Sérgio
Rodrigues de Souza
Bachelor's
degree in Literature. Post-Doctorate in Social Psychology. E-mail:
srgrodriguesdesouza@gmail.com
ABSTRACT
This essay addresses
the theme of the spheres of scrutiny, in an attempt to make a phenomenological
interpretation of their origin and existence and how they represented enormous relevance
for the life, existence, death and destiny of individuals and entire nations,
surviving to the present day, under a determining symbolic aspect. This is a
bibliographical research, based on epic, classical and historical studies,
until reaching a condition of deep interpretation, a description and a
synthesis that allows to clarify, from a semantic understanding, their
influence on modern thought, keeping alive a tradition and the reminiscences of
a time. The objective of this essay is to understand how the spheres of
scrutiny interfere in the maintenance of harmony and agreement among members of
initiatory orders. The spheres of destiny were so called because they were
responsible for determining the good or bad luck of an individual in moments of
crisis, that is, the fate between life and death would be decided through them
and the decision would be final, because the choice was beyond the possibility
of any human intervention in the process. Nowadays, the secret ballot regarding
the fate of the candidates is more open, a change in the process and, if the
distributor of the spheres is perceptive enough, he or she will be able to know
which of the judges voted for or against the candidate.
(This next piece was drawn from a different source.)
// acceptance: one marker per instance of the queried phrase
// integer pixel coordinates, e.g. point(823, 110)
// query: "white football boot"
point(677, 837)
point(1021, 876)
It is concluded that,
with the development of human thought and its distancing from the mysticism
that marked the beginning of its existence, the power of hidden beings was
suppressed and, along with it, the belief in the inexorability of Destiny,
which caused subjectivity to arise in place of such superstition, the freedom
to judge the causes according to one's own understanding of the causal link
understood about human relations marked by all types of conflict.
Keywords: Stones of Destiny. Spheres of scrutiny. Trial of Orestes. Semantic analysis. Phenomenological interpretation.